Romney commented during an interview broadcast Friday on ABC’s “Good Morning America.”
The Census Bureau reported this week that the median household income–the midpoint for the nation–is just over $50,000.
Taranto claims that, because the AP didn’t quote Romney directly — the candidate said “middle income is $200,000 to $250,000 and less” — the wire service “misrepresents the facts in order to score a partisan point against Romney.”
Romney was in fact attempting to defend his tax plan, which he has claimed (implausibly) does not raise taxes on the middle class. The problem is, the study by Martin Feldstein Romney cites to support this contention demonstrates that the only way to cut tax rates for the rich without hitting the middle class is to define “middle class” as anyone earning less than $100,000. For those making between $100,000 and $250,000, the loss of deductions and credits would lead to massive tax hikes. In that context, Romney’s remark is less an out-of-touch elitist assumption than an awkward error forced by his mathematically impossible tax plan. In the debate over taxes, $250,000 is defined by both Republicans and Democrats as the dividing line between middle class and upper income. Bizarrely, Taranto also faults reporter Steve Peoples thus:
Oh, and how does President Obama answer the question? Peoples again: “President Barack Obama has defined ‘middle class’ as income up to $250,000 a year.”
The problem with the AP is that it points out that, if Romney is an elitist, the president is, too? Hypocrisy would be painting Obama as a champion of the middle class while poking Romney for holding an identical position. The line quoted by Taranto is in fact the opposite of hypocrisy.
So is the AP attempting to “score a partisan point” by reporting the candidate’s own words? If so, the Wall Street Journal itself is in the tank for Obama. It seems Taranto doesn’t read his own paper (or perhaps he considers Journal owner Rupert Murdoch just another anti-colonial foreigner). The Journal’s Washington Wire blog posts, “Romney: Middle-Income Reaches to $250,000.”
For Mr. Romney, whose net worth could be as much as $250 million, it was a potentially awkward moment, one that could underscore perceptions among some that he’s a bit out of touch with average families’ kitchen-table concerns.
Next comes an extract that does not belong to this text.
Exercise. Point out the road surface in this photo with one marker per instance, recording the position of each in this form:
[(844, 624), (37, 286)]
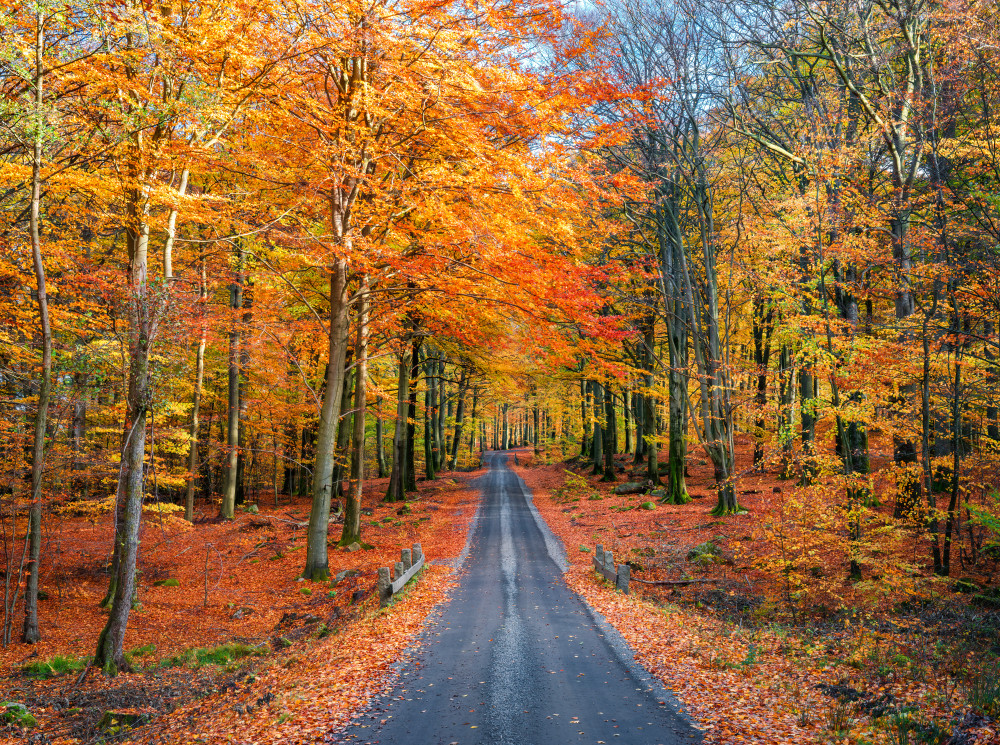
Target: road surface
[(515, 657)]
Median household income in the U.S. is just over $50,000 these days.
That’s an even more direct indictment of Romney than the AP article. Can we expect Monday’s Taranto column to blast his employer for engaging in class warfare?
Ironically, it’s a liberal blogger, not the conservative paper of record, who comes to Romney’s defense. New York Magazine’s Jonathan Chait — who, if he merited inclusion in a Taranto column, would certainly be demeaned as “someone named Jon Chait” — nips the latest Mitt-the-elitist narrative in the bud. Chait’s post begins with a characteristic barb, but he goes on to offer a fairly lengthy defense of the Republican candidate:
Let’s stop this meme before it gets started. Mitt Romney did not say that a salary between $200,000 and $250,000 a year counts as “middle income.” I suppose you could say he asserted that if you used the truth standards of the Romney campaign — which allow you to clip phrases to change their meanings or even to present a person quoting something he disagrees with as his own position — but those aren’t truth standards I’d care to live by. What Romney actually said, in his interview with George Stephanopolous, was that he would not raise taxes on people earning below that level.
Oh, those biased lefties.
Of course, it would be a bit uncomfortable for Taranto to accuse the Journal of not being conservative enough — sort of like the far right jumping on Karl Rove, of all people, for insufficient ideological purity when it was revealed that he had urged the Komen Foundation to restore funding to Planned Parenthood. (As RedState’s Eric Erickson tweeted, “Ever had concerns about Karl Rove? Add this to the list.”) Maybe Taranto should take a break from media criticism and just stick to his usual tirades against Muslims, teachers and feminists. You know, all those people who — along with the AP, apparently — are bringing about the decline of Western civilization.